The head of the U.S. Department of Justice Antitrust Division said Thursday that companies should not mislead regulators regarding artificial intelligence during merger reviews [1].

This warning signals a crackdown on how corporations justify acquisitions in an era of rapid technological change. By attempting to frame AI as a disruptive force that renders traditional market share metrics irrelevant, firms may try to bypass the rigorous scrutiny intended to prevent monopolies.

The DOJ official said that companies cannot simply claim AI disruption is occurring to justify a merger without providing concrete evidence [1]. The agency is specifically targeting the practice of using AI as a defense to suggest that a deal will not harm competition because the market is being fundamentally transformed by new technology [2].

Regulators are concerned that firms are misrepresenting the actual impact of AI to evade antitrust scrutiny [1]. The DOJ said it intends to ensure that the evidence provided during merger reviews reflects the reality of the market rather than speculative technological shifts [3].

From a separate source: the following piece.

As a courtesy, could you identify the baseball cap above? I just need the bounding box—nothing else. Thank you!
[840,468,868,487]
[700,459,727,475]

This effort comes as more companies integrate AI into their core business models, creating new complexities for antitrust enforcement. The agency said the burden of proof remains with the companies seeking to merge, and they must demonstrate how the deal benefits the public or the market through verified data rather than general claims of AI-driven disruption [2].

The warning serves as a directive to dealmakers that the Antitrust Division will scrutinize the validity of AI-related arguments with high rigor [3]. This approach aims to maintain competitive markets by preventing the consolidation of power under the guise of innovation [1].

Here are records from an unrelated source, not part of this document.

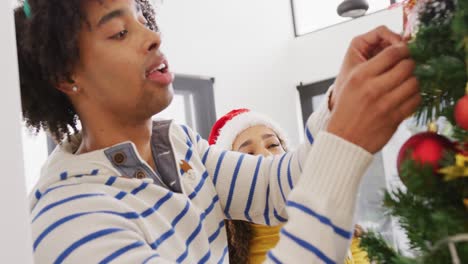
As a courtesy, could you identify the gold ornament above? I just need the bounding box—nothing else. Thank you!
[428,121,438,132]
[439,154,468,181]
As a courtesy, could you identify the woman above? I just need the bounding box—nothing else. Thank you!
[14,0,419,262]
[209,108,370,264]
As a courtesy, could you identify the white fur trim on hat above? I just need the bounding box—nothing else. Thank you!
[215,111,289,151]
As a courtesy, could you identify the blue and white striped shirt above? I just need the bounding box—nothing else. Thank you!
[29,99,372,263]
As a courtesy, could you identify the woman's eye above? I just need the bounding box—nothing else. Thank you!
[268,144,280,149]
[110,30,128,40]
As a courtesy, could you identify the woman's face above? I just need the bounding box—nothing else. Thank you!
[232,125,285,157]
[72,0,173,122]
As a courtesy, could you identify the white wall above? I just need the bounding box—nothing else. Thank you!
[290,7,403,85]
[158,1,403,146]
[22,129,48,192]
[157,0,302,145]
[0,1,33,262]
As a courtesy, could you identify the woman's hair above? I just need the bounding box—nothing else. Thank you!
[14,0,157,141]
[226,220,252,263]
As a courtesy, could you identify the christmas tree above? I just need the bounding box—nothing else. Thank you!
[359,0,468,263]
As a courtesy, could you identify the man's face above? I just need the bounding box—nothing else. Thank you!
[73,0,173,123]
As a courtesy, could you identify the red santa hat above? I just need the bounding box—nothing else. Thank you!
[208,108,289,151]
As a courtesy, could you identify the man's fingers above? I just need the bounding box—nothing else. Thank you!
[388,77,421,122]
[351,27,402,61]
[373,59,416,93]
[392,94,421,125]
[360,26,402,47]
[369,40,392,58]
[390,77,419,105]
[365,43,411,76]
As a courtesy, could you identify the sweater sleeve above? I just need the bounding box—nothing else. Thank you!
[266,132,373,263]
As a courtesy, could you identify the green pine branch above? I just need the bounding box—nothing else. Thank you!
[364,158,468,263]
[365,1,468,263]
[360,231,399,263]
[409,0,467,125]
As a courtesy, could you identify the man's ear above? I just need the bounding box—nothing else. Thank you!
[57,78,79,95]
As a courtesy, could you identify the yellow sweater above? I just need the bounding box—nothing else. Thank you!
[249,224,369,264]
[344,237,370,264]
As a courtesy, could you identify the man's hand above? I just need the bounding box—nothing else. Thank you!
[327,30,421,154]
[330,26,403,109]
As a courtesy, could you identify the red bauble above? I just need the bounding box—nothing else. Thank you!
[397,132,454,173]
[455,95,468,130]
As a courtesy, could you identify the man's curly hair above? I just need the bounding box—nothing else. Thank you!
[14,0,157,141]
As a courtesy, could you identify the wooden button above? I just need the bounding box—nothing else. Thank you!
[113,152,126,165]
[135,170,146,179]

Companies cannot simply claim AI disruption is occurring to justify a merger without providing concrete evidence.

This move indicates that the U.S. government is anticipating a trend where companies use the 'AI hype cycle' to mask anti-competitive acquisitions. By demanding evidence-based justifications, the DOJ is closing a potential loophole that would allow dominant firms to absorb smaller competitors by claiming the entire industry is being disrupted, thereby arguing that traditional antitrust laws no longer apply to the new landscape.